NASA’s ambitious roadmap to discover aliens

Attending the panel were many of the NASA’s top scientists including chief scientist Ellen Stofan, associate administrator John Grunsfeld, and Jet Propulsion Laboratory director Dave Gallagher. Sara Seager, a planetary scientist at MIT, was also on the panel. During their discussion, researchers outlined NASA’s roadmap to discover life beyond Earth. It’s an ongoing effort involving many of the current and future telescopes.

Though many scientists are looking for the sign of life in our solar system, especially on Mars, experts on the panel spoke about looking for these signs on planets circling other stars. The launch of Kepler Space Telescope was part of NASA’s roadmap. The agency will launch the Transiting Exoplanet Surveying Satellite (TESS) in 2017 and the James Webb Telescope in 2018. The proposed Wide Field Infrared Survey Telescope – Astrophysics Focused Telescope Assets (WFIRST-AFTA) is likely to be launched in early next decade.

NASA is making a lot of technological advancements

The James Webb Telescope will travel 930,000 miles from Earth, about four times the distance between our planet and the moon. Its launch in 2018 will help NASA see if any of those billions of planets have the right chemical composition to support life. Specifically, scientists are trying to find gases that could only be produced by living beings. But even with the James Webb Telescope, there are very low chances of success.

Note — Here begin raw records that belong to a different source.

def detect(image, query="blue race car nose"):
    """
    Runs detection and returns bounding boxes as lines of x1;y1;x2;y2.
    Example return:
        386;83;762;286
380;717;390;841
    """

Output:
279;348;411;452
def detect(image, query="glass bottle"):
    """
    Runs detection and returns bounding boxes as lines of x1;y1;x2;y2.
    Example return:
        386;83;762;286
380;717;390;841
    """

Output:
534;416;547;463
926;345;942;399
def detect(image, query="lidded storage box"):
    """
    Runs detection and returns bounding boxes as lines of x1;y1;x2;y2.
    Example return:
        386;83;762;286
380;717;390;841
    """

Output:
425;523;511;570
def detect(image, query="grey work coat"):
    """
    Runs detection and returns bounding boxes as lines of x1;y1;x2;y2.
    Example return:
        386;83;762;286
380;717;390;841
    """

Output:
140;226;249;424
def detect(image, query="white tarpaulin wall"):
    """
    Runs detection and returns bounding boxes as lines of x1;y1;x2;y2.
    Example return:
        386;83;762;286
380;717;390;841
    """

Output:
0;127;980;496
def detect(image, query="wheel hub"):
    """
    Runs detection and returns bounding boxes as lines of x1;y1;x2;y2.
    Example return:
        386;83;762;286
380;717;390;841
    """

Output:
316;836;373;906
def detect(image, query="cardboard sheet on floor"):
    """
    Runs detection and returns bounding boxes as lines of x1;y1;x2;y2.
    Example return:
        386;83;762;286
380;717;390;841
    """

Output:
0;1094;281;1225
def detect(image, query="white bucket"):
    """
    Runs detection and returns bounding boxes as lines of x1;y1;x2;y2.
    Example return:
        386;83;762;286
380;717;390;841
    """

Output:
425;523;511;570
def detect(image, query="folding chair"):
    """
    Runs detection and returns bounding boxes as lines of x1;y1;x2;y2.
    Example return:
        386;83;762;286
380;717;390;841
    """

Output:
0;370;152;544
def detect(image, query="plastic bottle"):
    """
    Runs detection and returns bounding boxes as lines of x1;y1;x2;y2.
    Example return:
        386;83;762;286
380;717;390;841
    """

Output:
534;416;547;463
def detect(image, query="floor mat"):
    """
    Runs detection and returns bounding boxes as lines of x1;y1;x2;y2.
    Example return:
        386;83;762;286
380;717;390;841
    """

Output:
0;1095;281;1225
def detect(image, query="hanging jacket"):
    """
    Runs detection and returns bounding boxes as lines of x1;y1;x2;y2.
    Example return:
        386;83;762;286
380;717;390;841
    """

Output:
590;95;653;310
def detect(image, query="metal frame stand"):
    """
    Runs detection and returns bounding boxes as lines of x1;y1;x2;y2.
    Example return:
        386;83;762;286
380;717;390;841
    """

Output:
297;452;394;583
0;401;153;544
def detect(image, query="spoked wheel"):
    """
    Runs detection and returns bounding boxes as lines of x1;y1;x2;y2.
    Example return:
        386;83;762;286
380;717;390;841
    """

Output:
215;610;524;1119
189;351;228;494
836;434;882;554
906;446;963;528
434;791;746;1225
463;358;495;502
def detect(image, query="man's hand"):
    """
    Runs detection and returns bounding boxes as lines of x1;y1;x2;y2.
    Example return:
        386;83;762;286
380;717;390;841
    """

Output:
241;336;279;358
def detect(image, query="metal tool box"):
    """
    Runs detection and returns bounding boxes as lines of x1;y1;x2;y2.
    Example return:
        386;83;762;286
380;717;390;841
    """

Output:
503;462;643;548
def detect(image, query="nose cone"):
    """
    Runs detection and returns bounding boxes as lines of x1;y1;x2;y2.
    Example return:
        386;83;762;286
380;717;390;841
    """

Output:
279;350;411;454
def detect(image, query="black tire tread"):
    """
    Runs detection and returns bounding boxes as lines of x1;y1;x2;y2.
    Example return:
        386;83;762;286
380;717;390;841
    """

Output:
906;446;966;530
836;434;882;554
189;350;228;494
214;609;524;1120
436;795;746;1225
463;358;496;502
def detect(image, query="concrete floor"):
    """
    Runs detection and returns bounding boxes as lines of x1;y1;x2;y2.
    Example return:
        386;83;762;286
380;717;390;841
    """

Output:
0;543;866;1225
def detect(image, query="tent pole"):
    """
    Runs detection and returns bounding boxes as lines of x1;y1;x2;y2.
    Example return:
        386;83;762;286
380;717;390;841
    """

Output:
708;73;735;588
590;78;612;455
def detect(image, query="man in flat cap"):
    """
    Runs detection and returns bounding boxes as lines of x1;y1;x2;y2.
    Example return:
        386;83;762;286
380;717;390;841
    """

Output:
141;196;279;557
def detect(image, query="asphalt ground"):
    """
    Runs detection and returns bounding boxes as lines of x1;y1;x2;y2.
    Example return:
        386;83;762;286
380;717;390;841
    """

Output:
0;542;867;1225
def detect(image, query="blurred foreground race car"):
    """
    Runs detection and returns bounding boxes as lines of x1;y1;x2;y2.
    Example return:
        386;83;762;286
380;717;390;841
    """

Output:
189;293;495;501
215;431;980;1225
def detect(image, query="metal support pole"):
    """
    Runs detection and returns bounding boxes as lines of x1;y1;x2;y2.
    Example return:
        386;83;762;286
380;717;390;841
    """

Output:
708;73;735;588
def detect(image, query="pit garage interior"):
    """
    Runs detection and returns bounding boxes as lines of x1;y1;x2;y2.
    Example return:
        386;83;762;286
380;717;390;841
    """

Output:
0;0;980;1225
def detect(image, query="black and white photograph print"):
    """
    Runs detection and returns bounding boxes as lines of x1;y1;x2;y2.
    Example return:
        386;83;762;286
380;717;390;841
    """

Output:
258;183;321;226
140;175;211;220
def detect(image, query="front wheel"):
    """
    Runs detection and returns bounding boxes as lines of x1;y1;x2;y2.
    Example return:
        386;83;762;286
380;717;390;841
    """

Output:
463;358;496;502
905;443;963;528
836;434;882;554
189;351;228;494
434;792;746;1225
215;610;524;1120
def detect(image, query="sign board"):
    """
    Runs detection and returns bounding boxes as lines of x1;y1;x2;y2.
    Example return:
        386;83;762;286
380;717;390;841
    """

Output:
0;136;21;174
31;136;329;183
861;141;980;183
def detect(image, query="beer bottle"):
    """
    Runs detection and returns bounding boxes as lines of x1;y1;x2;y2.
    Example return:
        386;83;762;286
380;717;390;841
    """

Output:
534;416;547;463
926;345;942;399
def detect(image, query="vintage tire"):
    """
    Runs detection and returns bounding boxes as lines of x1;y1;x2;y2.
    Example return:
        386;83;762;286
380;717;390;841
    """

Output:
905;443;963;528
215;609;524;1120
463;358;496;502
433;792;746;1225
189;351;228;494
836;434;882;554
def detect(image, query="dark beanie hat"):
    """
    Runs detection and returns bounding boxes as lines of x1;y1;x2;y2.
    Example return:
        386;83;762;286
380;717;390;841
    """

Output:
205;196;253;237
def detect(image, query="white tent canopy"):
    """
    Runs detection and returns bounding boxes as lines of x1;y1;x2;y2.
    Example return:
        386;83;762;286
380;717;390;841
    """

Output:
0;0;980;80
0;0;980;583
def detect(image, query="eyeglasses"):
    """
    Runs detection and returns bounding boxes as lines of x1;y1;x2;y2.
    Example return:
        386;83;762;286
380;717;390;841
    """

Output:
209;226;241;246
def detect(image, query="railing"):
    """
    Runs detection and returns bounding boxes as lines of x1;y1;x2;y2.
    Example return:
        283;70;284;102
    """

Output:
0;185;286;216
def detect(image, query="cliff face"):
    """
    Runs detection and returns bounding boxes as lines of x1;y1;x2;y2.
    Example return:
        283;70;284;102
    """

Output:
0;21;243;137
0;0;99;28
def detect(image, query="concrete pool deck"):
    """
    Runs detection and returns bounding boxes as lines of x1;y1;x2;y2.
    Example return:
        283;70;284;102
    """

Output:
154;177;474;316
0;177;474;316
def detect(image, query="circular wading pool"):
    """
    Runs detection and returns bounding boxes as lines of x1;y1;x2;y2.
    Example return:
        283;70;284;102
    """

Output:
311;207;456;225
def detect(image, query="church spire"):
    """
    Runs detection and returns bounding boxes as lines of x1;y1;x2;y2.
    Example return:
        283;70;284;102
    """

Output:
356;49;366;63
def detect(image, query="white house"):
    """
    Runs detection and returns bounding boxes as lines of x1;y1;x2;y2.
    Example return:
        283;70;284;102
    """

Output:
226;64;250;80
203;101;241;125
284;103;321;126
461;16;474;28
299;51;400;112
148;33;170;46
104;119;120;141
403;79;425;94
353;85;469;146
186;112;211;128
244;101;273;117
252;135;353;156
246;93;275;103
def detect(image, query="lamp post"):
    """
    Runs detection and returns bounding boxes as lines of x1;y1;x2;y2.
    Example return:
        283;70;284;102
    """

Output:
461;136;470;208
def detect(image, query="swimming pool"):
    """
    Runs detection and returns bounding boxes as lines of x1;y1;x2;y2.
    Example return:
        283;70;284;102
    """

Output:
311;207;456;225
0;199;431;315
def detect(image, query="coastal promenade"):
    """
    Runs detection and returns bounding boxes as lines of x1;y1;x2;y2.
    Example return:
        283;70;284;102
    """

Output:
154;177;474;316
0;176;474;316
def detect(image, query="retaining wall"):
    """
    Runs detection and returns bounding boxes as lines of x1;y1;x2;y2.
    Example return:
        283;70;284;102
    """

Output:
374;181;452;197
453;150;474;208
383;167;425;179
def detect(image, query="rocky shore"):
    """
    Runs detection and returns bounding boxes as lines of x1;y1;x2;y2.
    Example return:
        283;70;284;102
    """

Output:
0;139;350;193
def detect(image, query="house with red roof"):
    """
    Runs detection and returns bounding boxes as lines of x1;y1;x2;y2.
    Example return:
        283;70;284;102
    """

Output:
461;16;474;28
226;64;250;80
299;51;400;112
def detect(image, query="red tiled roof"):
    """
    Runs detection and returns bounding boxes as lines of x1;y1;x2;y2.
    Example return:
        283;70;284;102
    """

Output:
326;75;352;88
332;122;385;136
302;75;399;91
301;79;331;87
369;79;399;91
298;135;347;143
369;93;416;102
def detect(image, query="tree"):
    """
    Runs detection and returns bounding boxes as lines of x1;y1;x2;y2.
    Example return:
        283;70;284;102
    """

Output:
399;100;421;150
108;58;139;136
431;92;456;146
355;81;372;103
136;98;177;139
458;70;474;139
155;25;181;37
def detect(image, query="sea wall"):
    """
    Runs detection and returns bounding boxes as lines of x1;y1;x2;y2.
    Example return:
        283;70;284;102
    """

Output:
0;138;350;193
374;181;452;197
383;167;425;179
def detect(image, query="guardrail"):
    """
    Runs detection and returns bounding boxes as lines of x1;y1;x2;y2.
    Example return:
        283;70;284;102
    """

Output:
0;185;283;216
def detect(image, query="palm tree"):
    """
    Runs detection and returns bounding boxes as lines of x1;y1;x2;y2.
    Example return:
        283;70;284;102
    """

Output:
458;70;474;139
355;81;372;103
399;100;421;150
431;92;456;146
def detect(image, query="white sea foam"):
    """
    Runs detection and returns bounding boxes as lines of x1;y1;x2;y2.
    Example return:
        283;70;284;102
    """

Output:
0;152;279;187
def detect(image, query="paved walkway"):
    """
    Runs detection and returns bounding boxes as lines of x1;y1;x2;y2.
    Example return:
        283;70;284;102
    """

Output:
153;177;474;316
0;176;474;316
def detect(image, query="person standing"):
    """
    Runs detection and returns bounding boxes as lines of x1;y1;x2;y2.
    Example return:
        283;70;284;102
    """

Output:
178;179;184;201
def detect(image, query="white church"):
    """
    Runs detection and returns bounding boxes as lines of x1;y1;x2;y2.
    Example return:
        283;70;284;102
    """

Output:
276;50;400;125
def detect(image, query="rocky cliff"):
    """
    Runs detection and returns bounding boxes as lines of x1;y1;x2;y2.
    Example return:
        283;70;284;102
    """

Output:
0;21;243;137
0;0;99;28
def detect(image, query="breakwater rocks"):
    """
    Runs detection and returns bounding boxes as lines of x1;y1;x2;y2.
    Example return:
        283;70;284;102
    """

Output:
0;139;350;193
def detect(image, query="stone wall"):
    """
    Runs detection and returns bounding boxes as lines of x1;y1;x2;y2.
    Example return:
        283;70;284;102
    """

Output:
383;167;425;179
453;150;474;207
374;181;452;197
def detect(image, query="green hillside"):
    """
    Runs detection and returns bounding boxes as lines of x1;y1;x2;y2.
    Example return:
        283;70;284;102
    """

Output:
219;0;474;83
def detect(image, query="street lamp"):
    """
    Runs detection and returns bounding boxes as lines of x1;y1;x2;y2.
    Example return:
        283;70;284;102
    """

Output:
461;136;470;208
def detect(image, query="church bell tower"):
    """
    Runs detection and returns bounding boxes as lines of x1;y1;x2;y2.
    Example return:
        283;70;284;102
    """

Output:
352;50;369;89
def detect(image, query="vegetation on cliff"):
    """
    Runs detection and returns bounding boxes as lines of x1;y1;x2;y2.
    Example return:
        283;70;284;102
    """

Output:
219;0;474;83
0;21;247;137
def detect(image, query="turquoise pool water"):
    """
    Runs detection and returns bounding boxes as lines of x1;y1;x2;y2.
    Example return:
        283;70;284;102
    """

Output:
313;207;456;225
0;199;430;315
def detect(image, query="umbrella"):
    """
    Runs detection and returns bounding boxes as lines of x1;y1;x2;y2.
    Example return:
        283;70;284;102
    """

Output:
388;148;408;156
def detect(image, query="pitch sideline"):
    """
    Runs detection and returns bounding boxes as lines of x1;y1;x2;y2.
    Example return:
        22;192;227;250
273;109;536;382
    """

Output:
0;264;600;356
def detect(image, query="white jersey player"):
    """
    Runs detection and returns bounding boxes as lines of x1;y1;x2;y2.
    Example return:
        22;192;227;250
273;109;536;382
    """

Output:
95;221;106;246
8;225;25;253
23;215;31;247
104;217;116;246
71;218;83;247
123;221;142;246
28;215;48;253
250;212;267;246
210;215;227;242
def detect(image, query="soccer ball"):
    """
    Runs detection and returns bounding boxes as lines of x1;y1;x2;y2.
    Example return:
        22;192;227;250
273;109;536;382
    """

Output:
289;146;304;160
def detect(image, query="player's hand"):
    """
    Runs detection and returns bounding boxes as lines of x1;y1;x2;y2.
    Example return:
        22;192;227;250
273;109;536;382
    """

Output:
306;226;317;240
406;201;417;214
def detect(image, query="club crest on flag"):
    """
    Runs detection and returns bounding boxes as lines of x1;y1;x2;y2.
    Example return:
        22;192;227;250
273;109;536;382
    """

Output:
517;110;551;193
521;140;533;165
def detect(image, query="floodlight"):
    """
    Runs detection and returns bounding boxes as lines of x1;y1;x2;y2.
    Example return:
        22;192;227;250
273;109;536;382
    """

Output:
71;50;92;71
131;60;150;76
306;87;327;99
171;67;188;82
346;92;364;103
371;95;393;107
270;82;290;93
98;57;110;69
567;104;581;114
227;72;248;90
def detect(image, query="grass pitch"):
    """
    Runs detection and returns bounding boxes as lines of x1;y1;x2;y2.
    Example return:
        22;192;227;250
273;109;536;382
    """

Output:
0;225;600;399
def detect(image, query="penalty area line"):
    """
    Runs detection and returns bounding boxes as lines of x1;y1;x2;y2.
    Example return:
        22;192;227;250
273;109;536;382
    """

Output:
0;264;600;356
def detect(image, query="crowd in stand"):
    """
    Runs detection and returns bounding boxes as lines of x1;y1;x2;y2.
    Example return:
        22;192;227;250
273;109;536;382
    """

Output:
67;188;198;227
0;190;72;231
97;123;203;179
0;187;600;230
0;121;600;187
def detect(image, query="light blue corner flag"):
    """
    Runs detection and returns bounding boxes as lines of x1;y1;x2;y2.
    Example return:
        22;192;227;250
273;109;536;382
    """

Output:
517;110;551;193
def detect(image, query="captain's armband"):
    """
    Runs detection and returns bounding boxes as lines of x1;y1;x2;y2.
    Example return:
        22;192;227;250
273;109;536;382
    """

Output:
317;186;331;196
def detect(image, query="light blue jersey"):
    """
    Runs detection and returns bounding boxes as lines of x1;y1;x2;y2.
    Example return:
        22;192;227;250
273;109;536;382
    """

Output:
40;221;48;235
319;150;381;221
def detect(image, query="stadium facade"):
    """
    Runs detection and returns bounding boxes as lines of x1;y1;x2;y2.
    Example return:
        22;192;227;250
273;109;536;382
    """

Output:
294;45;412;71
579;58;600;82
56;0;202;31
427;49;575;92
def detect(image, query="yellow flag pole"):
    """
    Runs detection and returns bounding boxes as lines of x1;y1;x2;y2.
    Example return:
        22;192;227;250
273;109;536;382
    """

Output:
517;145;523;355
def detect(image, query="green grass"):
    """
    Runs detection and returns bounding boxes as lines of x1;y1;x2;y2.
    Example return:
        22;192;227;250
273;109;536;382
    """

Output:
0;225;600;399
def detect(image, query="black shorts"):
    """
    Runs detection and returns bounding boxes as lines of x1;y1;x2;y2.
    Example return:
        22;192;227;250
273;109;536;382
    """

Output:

But as NASA’s telescopes get bigger and bigger, the chances of finding alien life will improve. New technologies that are currently under development will make it easier to find smaller Earth-size planets. The smaller planets are difficult to spot because they look very dim compared to the star they circle around. So, the Jet Propulsion Laboratory scientists are developing a sunflower-shaped starshade that would be launched alongside a telescope. It will block out the starlight, and help see the smaller planets more clearly.